About Using Recordings for Practice

February 20, 2008 at 3:37 AM

As a new violinist i need to get my required musical selection into my head so I have been using a CD player to play back the recording. I enjoy listening to all violin music and this seems like a logical way to start out. Eventually I figure out the fingering, the bowing, phrasing and other dynamics of the piece and as I work my way through it I rely less and less on the recording.
My question to you (if anyone is reading this) is what is your feeling about practicing a duet with the second person absent and a recording played on a CD as a substitute? Here is the rub. What if that recording were to be slowed down while keeping the pitch just for practice? The prerecorded person is of course the more proficient of the two.
Should a duet always be practiced as a duet with both parties present?
From Stephen Brivati
Posted on February 20, 2008 at 4:24 AM
Greetings,
I play a lot of duets with y students at all levels. The basic approach is to learn both parts. You have to be able to sing both parts. Then you learn to play one part while singing the other aloud. Its irritating at first but becomes fun after a while. The ultimate stage is to hear the first violin part in your head corretcly while palyign the second and vice versa. This is the highest level of duet practice.
Cheers,
Buri
From Stephen Brivati
Posted on February 20, 2008 at 4:26 AM
Greetings,
I just noticed you are studying with William Wolcott, so what`s the problem?;)
Just do exactly what he tells you...
Cheers,
Buri
From Terez Mertes
Posted on February 22, 2008 at 3:33 AM
Buri, you're funny. I'm assuming that means it's OUR (v.com's) William she's taking from? Cool!
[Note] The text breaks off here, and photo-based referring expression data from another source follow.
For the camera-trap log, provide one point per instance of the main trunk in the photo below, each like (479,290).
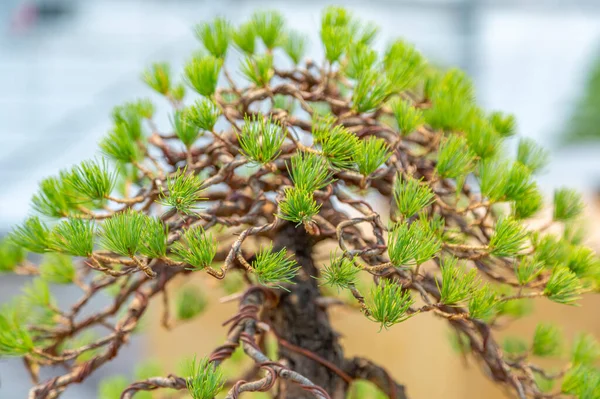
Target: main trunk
(301,322)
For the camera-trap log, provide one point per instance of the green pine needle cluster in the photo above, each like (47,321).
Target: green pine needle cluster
(389,304)
(258,69)
(274,268)
(413,244)
(204,380)
(309,172)
(202,74)
(407,117)
(196,248)
(411,195)
(73,236)
(123,232)
(370,154)
(568,204)
(57,269)
(158,77)
(203,114)
(11,255)
(298,206)
(457,285)
(563,286)
(509,239)
(340,272)
(261,139)
(215,36)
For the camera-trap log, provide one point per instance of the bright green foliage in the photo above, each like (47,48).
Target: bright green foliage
(515,346)
(534,157)
(370,154)
(129,117)
(269,26)
(493,175)
(205,379)
(258,69)
(119,146)
(123,232)
(184,129)
(294,46)
(482,304)
(112,387)
(586,349)
(178,92)
(32,235)
(158,77)
(583,262)
(361,58)
(190,302)
(528,269)
(389,304)
(567,204)
(215,36)
(454,157)
(504,125)
(261,139)
(411,195)
(452,97)
(298,206)
(508,239)
(11,255)
(407,117)
(563,286)
(202,74)
(582,381)
(155,238)
(519,184)
(274,267)
(54,198)
(203,114)
(72,236)
(335,32)
(92,180)
(340,272)
(184,191)
(245,38)
(197,248)
(547,340)
(529,204)
(15,340)
(57,269)
(370,91)
(457,285)
(309,171)
(403,65)
(416,243)
(339,147)
(483,139)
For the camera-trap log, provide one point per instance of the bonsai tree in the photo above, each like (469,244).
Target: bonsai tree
(380,158)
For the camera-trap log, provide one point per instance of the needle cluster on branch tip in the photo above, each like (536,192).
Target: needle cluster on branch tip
(378,157)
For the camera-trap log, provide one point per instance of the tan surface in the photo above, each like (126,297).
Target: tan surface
(417,352)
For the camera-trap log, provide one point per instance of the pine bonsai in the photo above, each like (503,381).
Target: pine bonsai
(249,178)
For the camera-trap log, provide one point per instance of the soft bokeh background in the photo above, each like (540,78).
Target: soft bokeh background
(65,63)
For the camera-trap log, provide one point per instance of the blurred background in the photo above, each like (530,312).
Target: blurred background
(65,63)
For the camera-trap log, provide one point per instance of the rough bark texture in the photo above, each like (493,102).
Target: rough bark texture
(300,321)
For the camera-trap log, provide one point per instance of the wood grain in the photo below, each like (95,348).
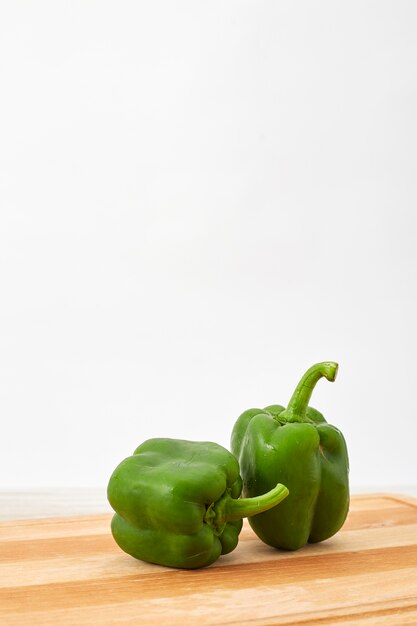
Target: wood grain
(69,571)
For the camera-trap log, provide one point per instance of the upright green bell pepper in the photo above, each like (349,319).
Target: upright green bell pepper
(297,447)
(177,503)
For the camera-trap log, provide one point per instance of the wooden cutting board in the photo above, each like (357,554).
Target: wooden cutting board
(69,571)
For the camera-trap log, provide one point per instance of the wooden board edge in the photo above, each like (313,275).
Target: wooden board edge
(399,497)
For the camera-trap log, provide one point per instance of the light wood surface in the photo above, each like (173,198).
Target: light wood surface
(69,571)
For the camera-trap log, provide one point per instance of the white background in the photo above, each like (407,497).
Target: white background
(199,200)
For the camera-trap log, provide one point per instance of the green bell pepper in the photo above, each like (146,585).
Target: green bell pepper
(295,446)
(177,502)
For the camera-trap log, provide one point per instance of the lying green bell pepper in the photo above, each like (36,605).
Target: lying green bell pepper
(297,447)
(177,503)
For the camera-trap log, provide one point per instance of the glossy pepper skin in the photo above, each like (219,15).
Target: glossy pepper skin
(177,503)
(295,446)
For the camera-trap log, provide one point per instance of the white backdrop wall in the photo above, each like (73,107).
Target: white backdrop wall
(199,200)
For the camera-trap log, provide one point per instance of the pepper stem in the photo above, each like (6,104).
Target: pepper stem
(229,509)
(297,406)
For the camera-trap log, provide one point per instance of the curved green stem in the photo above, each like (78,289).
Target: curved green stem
(235,509)
(229,509)
(297,406)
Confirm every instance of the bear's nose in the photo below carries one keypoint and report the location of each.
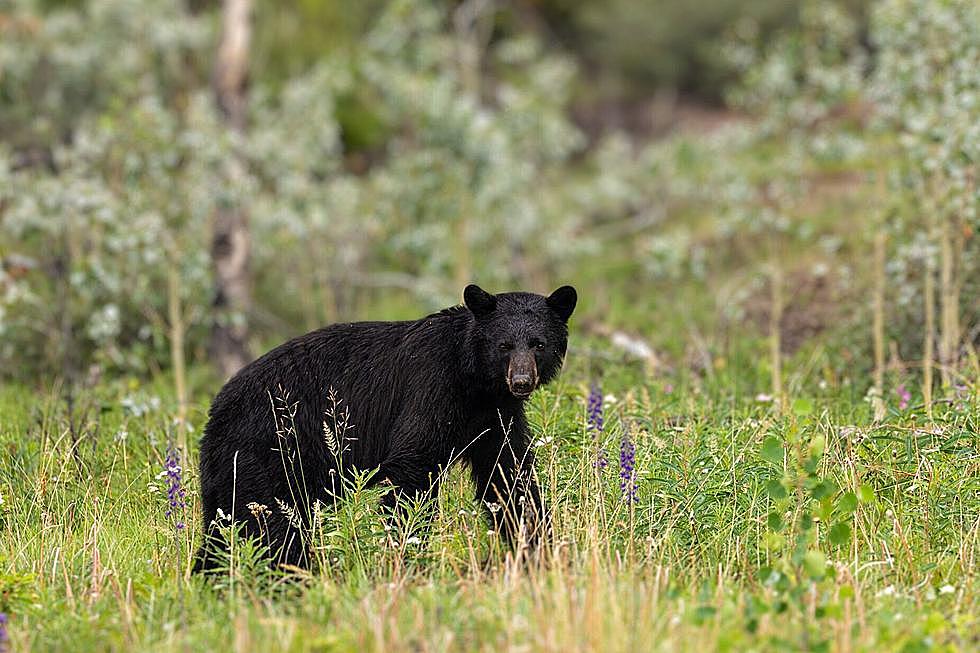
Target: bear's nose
(522, 383)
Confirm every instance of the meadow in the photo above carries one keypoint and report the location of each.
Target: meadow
(764, 438)
(689, 515)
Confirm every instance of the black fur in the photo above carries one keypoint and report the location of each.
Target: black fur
(421, 395)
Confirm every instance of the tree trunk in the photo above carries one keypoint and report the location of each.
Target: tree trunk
(230, 244)
(878, 330)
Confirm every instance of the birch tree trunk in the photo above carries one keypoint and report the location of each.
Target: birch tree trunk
(230, 243)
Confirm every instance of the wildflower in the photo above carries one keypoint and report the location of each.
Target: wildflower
(596, 421)
(627, 468)
(175, 488)
(904, 396)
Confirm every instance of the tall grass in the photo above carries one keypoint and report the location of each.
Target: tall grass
(89, 560)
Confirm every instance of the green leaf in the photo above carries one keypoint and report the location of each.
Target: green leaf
(802, 407)
(772, 450)
(776, 489)
(848, 502)
(823, 489)
(815, 564)
(866, 493)
(840, 533)
(775, 521)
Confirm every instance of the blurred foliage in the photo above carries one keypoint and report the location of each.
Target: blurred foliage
(395, 154)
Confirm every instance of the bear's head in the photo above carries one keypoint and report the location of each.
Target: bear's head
(520, 338)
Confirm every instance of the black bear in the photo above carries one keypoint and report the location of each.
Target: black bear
(420, 395)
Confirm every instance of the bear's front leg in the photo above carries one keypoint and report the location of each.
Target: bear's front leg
(503, 471)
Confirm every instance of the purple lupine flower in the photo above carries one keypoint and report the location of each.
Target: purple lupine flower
(596, 422)
(904, 396)
(961, 394)
(4, 636)
(175, 488)
(627, 469)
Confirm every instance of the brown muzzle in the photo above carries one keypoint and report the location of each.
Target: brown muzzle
(522, 374)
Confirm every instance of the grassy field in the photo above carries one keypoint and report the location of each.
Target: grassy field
(755, 527)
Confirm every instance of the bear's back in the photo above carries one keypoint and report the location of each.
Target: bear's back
(365, 366)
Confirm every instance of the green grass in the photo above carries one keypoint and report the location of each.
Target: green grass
(714, 556)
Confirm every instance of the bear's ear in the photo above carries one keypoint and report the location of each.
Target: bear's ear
(478, 300)
(562, 302)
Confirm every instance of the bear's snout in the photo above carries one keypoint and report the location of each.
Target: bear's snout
(522, 374)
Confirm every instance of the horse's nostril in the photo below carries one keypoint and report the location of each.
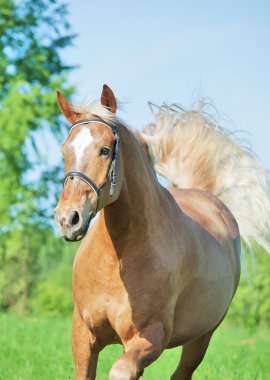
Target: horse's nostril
(74, 218)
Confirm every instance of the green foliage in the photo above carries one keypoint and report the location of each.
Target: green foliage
(53, 295)
(251, 304)
(33, 34)
(42, 349)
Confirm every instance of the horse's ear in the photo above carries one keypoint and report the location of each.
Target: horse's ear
(108, 99)
(67, 108)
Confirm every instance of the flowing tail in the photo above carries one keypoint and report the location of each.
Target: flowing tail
(191, 150)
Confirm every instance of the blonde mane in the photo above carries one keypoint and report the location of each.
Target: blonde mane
(191, 150)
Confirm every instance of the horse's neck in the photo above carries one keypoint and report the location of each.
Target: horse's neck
(138, 206)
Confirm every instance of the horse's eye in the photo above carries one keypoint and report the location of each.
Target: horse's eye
(104, 151)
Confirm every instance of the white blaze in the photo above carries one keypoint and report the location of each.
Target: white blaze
(81, 142)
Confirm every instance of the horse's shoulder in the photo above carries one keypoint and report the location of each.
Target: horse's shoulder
(208, 211)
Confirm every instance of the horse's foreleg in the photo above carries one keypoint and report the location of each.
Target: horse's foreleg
(192, 355)
(140, 351)
(82, 345)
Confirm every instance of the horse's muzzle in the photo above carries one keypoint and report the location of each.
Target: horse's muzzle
(72, 224)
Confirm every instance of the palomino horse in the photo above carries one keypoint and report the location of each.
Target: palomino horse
(158, 269)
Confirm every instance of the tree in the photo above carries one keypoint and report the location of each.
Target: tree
(32, 35)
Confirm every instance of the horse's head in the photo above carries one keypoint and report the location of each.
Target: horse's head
(91, 159)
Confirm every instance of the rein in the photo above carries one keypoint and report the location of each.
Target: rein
(112, 172)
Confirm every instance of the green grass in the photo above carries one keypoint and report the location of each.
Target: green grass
(40, 349)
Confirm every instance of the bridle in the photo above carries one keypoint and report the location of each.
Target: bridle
(112, 172)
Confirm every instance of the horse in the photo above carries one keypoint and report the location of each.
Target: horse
(159, 267)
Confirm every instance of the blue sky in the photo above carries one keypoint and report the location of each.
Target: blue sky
(177, 51)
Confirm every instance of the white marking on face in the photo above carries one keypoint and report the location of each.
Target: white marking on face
(81, 142)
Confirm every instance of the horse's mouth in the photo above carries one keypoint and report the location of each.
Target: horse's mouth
(75, 236)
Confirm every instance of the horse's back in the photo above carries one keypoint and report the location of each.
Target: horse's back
(208, 211)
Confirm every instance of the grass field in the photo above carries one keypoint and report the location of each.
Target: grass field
(39, 349)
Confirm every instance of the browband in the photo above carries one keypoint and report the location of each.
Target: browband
(112, 173)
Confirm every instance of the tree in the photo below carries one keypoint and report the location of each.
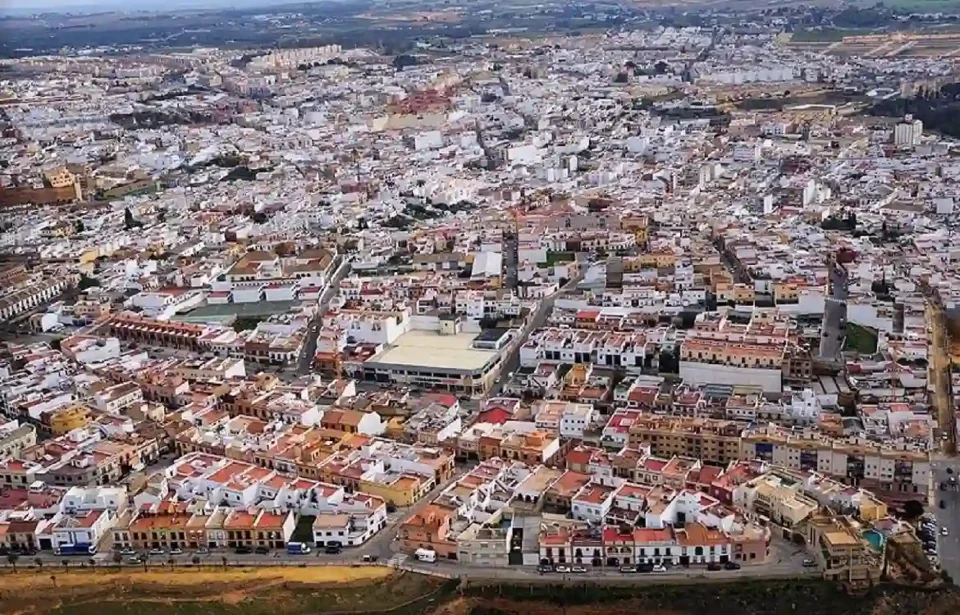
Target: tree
(285, 248)
(87, 282)
(912, 509)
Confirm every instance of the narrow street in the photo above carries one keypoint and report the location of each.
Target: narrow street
(512, 361)
(941, 395)
(305, 360)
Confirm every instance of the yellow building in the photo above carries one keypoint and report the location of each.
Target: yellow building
(712, 440)
(659, 260)
(639, 225)
(67, 419)
(785, 292)
(735, 293)
(841, 551)
(404, 490)
(779, 498)
(872, 509)
(59, 177)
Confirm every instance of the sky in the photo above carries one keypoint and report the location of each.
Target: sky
(88, 6)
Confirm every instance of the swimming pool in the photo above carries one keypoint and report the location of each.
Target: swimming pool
(875, 539)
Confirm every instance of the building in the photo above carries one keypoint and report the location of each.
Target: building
(894, 471)
(712, 440)
(15, 437)
(908, 132)
(841, 551)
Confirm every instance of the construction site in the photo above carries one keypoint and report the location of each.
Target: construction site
(896, 45)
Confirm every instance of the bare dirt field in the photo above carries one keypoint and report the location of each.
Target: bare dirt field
(253, 591)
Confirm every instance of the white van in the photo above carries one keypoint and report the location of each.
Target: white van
(426, 555)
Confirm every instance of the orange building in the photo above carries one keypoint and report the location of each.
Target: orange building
(430, 529)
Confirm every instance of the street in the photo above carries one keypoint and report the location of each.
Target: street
(942, 470)
(512, 361)
(305, 360)
(834, 315)
(939, 375)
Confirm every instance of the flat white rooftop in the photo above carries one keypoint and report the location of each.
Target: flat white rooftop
(427, 349)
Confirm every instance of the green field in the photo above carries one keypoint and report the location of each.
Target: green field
(860, 339)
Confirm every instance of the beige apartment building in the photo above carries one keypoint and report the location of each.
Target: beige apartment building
(893, 471)
(714, 441)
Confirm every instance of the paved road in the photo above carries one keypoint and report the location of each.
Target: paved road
(510, 257)
(539, 319)
(949, 516)
(305, 360)
(939, 375)
(834, 315)
(384, 544)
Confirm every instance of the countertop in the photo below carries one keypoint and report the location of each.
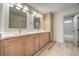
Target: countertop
(8, 35)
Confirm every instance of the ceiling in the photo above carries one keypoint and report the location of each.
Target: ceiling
(54, 7)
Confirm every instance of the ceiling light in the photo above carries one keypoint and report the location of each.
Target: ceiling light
(19, 5)
(26, 8)
(12, 3)
(17, 8)
(35, 13)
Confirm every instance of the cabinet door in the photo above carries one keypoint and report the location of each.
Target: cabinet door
(29, 46)
(16, 50)
(44, 39)
(37, 44)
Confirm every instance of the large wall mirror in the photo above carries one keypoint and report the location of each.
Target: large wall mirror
(36, 22)
(17, 18)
Kim, I shamelessly record the second voice of an assigned duet all the time. I love doing it - I love playing with myself (really, that didn't sound as bad in my head as it does on paper!) and as a beginner, I don't feel like it's some egregious breach of etiquette to not have a "live" voice right there. And I will further confess that I use the cheapest recording equipment possible. But you know what? It makes me feel the music, it makes me feel like I'm playing music. It's great. And as an adult beginner myself, that's really what I'm looking for. And my teacher supports it, as well.

Ah, but wait. You might be using a recording of someone else, perhaps like a Suzuki style CD? Frankly, it seems to me that the lesser of two evils would be what I'm doing - learn the second voice and record it. But, to answer your original question, it seems to me that whatever keeps an adult beginner's interest alive is a good thing.